In the Sand County Almanac, Aldo Leopold writes: “One of the penalties of an ecological education is that one lives alone in a world of wounds. Much of the damage inflicted on land is quite invisible to laymen. An ecologist must either harden his shell and make believe that the consequences of science are none of his business, or he must be the doctor who sees the marks of death in a community that believes itself well and does not want to be told otherwise”

As an interdisciplinary conservation scientist I see our world full of ecological and social wounds. Ecosystems around the world are under threat and many communities are struggling to make ends meet. These two wounded worlds intersect where societies rely on natural resources and ecosystems that are over utilised, poorly managed or under pressure from global threats such as climate change.

I am currently studying for a PhD at the University of Oxford. My project focuses on human-carnivore conflict in Ruaha National Park, Tanzania. I am looking at how negative attitudes towards carnivores are created in the villages surrounding the park and how these attitudes translate into retaliatory behaviour.
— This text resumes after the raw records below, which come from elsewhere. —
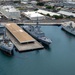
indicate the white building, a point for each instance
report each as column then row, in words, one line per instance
column 33, row 15
column 10, row 12
column 66, row 13
column 47, row 12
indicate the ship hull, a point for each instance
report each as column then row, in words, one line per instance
column 68, row 30
column 5, row 51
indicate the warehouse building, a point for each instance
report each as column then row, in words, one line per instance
column 32, row 15
column 10, row 12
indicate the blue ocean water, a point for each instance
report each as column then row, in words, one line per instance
column 59, row 59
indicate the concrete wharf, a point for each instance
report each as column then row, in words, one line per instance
column 19, row 33
column 23, row 46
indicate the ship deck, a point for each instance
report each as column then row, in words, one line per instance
column 24, row 47
column 19, row 33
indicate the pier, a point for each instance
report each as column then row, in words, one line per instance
column 25, row 46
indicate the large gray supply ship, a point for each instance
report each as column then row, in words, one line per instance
column 6, row 45
column 69, row 28
column 35, row 32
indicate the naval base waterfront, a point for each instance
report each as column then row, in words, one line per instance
column 59, row 59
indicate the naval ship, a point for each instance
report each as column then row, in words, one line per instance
column 36, row 33
column 69, row 28
column 6, row 45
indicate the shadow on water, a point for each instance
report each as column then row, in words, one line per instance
column 67, row 33
column 6, row 54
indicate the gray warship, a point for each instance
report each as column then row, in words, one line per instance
column 69, row 28
column 6, row 45
column 36, row 33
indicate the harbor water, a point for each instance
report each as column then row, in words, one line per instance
column 58, row 59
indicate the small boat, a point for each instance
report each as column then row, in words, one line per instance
column 36, row 33
column 6, row 45
column 69, row 28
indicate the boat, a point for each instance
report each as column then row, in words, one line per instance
column 69, row 28
column 6, row 45
column 36, row 33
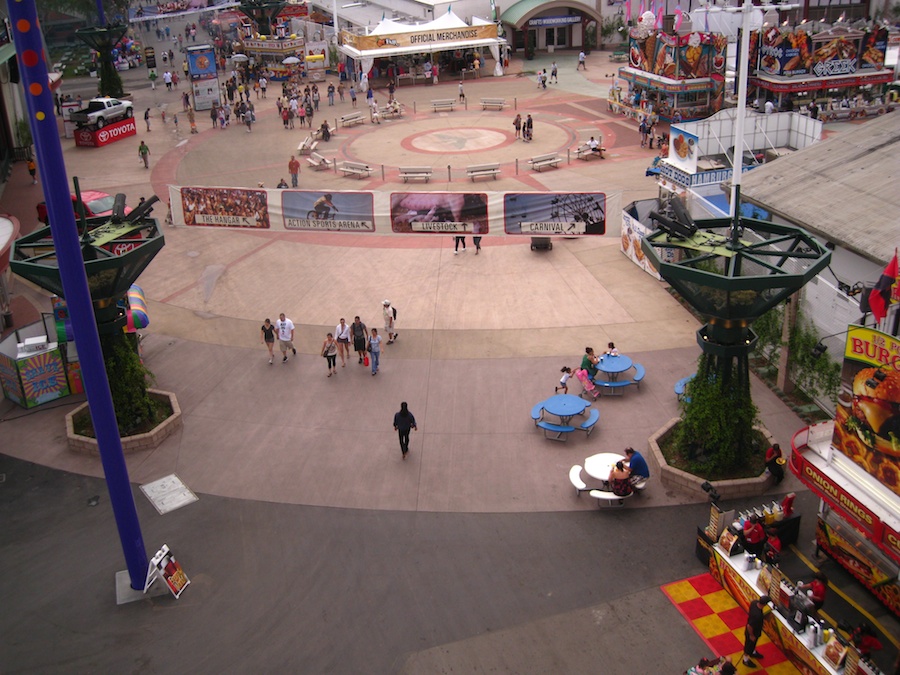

I will also be modelling the wider impact of different retaliatory behaviour against carnivores on other wildlife and how this may feedback into the human-carnivore conflict system, for instance will lethal control of lions result in more herbivores and an increase in crop raiding?

This blog documents my thoughts, stories and pictures as I navigate my PhD and try to understand and solve some of the illnesses our world faces.

I’ll also be using this blog to share some of my natural history photography, so hopefully I can also share some of the beautiful and healthy parts of the world I come across as well.